Land modeling and slope stabilization

  • Erstellt am 2019-06-24 19:26:04

M4rvin

2019-06-24 19:26:04
  • #1
Hey,

we will soon have our plot excavated. We would like to remove about 20cm below street level (=10cm above finished floor level) and fill it with sand/topsoil. In areas where the driveway/parking spaces/terrace will be, rather 80cm.

At the southern property boundary, we need to construct a 60cm slope retaining wall. (We are going 60cm deeper, the neighbor probably 40-60cm higher.)
My first thought was actually L-shaped stones, but you would basically have to "bury" them towards the neighbor.
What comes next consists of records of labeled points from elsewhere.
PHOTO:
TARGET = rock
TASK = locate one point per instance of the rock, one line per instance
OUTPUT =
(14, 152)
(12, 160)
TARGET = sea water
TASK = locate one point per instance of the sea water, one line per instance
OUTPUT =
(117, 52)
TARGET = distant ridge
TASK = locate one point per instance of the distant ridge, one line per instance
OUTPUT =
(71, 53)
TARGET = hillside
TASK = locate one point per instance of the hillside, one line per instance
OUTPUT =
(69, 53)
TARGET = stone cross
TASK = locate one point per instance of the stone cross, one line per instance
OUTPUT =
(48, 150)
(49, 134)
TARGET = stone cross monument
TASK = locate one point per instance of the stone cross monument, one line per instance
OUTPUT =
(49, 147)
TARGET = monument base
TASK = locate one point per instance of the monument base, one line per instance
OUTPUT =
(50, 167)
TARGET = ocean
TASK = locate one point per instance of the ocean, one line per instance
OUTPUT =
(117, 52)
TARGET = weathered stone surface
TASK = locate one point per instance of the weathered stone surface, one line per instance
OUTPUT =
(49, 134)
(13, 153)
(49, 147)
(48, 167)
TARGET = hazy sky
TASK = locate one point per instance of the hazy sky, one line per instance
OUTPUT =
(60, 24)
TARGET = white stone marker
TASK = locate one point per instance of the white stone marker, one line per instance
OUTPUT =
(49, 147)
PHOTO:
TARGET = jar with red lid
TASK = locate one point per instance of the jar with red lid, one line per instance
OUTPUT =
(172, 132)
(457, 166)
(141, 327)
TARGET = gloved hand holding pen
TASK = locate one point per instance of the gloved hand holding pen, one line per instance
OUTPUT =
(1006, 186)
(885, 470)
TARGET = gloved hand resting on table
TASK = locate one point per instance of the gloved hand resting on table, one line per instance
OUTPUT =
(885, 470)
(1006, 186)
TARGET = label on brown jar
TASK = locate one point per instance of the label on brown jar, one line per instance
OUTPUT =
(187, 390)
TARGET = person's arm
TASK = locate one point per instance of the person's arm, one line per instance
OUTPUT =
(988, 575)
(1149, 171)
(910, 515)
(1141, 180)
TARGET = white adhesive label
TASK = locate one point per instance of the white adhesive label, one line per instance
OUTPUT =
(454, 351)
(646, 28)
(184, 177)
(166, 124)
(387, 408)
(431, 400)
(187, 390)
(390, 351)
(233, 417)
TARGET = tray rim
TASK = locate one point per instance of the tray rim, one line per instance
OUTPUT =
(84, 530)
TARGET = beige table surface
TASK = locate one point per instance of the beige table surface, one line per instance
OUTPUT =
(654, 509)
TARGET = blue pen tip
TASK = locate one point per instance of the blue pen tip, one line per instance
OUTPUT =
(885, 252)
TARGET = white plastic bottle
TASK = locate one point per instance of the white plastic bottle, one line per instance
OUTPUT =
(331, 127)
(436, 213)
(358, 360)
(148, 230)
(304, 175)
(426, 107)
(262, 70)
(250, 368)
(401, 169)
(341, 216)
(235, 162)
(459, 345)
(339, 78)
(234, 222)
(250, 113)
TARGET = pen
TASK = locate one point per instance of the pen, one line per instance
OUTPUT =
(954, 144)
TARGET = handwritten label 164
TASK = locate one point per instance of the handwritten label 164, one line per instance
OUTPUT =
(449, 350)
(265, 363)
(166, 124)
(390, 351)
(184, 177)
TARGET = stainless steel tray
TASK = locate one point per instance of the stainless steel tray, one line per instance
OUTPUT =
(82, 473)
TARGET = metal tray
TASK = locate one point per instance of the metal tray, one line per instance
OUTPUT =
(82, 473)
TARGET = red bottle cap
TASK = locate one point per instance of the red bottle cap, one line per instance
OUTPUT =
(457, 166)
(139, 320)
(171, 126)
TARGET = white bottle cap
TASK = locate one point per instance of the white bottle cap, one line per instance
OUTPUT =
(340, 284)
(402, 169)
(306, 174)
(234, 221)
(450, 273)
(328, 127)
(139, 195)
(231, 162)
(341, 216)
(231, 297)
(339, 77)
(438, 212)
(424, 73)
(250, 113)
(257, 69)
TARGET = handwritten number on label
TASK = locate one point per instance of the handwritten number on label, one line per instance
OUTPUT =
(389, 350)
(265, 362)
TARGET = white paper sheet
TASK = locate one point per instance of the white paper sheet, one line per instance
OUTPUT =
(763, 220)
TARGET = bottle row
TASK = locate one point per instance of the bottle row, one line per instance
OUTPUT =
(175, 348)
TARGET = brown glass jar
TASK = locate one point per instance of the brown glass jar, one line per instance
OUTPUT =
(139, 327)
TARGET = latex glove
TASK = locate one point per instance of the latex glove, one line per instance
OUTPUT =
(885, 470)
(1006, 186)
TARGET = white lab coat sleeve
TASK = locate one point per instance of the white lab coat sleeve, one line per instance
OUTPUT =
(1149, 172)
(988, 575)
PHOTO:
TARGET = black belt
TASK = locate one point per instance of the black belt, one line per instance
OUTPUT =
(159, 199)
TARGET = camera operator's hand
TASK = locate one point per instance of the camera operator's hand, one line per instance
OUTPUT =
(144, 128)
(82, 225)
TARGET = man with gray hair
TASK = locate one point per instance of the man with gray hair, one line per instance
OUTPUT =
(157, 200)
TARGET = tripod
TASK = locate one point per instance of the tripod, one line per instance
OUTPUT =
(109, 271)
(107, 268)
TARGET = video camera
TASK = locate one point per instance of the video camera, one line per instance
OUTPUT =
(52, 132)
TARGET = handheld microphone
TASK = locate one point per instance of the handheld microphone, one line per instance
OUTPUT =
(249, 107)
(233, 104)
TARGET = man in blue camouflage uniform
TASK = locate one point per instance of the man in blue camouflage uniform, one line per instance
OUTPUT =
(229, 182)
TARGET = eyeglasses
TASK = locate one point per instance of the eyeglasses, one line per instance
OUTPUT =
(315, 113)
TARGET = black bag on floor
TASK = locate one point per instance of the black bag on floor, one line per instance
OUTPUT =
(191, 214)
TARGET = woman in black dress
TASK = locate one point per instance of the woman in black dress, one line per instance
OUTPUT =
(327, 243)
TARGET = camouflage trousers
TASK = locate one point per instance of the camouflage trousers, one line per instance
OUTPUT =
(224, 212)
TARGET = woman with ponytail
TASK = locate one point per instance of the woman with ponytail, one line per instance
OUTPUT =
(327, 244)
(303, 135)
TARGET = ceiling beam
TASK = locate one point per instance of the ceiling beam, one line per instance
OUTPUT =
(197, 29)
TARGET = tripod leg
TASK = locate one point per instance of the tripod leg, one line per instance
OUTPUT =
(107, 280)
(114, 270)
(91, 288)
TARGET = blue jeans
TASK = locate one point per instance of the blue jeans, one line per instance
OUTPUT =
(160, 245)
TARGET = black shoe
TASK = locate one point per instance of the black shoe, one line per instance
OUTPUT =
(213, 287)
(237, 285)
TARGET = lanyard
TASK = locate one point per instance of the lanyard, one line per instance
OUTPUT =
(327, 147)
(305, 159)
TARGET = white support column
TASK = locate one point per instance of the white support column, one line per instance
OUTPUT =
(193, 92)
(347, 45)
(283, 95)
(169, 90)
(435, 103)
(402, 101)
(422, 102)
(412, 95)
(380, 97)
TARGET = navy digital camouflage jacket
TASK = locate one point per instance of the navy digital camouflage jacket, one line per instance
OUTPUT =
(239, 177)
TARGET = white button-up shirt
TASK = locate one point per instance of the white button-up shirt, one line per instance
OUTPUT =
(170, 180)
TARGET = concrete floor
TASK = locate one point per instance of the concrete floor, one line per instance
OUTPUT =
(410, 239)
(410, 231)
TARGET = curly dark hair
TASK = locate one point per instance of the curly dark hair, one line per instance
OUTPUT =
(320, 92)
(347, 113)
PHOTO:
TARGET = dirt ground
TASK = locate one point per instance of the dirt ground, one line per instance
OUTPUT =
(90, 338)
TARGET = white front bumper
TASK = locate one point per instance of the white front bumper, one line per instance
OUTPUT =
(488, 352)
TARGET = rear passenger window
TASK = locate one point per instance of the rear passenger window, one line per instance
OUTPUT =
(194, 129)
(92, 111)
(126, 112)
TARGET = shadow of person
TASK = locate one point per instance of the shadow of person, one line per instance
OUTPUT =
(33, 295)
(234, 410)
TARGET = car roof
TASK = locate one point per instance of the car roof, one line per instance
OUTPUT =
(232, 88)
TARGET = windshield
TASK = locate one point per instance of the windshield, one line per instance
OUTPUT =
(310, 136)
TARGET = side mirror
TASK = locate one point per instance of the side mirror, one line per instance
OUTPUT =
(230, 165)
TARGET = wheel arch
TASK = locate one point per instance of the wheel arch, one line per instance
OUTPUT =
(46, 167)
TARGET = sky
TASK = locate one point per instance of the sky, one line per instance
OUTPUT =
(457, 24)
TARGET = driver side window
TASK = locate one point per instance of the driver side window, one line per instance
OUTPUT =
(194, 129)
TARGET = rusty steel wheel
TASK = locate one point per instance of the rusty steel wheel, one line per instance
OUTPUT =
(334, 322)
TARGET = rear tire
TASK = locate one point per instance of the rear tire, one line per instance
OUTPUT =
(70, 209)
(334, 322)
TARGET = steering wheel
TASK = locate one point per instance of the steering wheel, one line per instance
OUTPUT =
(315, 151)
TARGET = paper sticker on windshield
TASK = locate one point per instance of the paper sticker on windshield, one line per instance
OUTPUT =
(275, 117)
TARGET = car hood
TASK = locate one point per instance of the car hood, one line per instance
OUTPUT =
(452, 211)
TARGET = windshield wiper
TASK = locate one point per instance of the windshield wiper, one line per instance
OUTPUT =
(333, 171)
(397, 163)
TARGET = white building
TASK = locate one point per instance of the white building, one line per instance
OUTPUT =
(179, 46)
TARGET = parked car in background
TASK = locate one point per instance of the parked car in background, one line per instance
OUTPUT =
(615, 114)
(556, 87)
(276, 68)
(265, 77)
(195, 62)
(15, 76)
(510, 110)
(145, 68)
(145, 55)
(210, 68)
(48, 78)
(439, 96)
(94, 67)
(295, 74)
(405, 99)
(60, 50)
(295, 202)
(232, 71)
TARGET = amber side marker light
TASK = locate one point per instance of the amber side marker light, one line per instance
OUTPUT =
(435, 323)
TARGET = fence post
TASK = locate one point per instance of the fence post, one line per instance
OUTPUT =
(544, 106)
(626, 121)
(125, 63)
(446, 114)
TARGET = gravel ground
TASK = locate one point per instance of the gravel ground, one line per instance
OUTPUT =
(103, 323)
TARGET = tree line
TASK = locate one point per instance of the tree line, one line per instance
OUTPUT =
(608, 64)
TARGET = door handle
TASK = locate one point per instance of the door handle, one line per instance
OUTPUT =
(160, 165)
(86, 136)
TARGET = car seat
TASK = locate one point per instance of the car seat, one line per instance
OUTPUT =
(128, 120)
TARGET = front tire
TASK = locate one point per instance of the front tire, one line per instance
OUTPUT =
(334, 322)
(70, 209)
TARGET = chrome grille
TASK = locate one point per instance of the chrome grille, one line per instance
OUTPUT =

We thought that gabions might also work. When I google gabions and slope retaining walls, it seems quite elaborate (2 elements, angled on top of each other, frost protection on the earth side).
Can’t you just set the gabions straight on a foundation? It’s only 60cm, or does that not make a difference?

Thanks in advance for your tips




 

bon1980

2019-06-24 23:39:18
  • #2
Why not a pretty natural stone wall? With some space on top for [Blaukissen], [Schleifenblume] & co...
 

M4rvin

2019-06-25 06:50:51
  • #3
It must be very nice! But probably not cheap?
 

bon1980

2019-06-25 09:05:46
  • #4
I think it won't cost you more than with L-stones or gabions (to my knowledge, both are not cheap...) We paid about €3500 for 7 meters, 60 cm high in total.
 

Zaba12

2019-06-25 09:50:50
  • #5
Price-wise from inexpensive to expensive => natural stones (split/rough) => L-stones (reinforced) => gabions.

But if you go deeper and your neighbor raises, gabions and natural stones become irrelevant anyway => So you should talk to each other and plan this 120cm height difference together.
 

halmi

2019-06-25 10:06:53
  • #6
I would also first talk to the neighbor and look for a joint solution. It should be in the mutual interest to find a reasonable solution.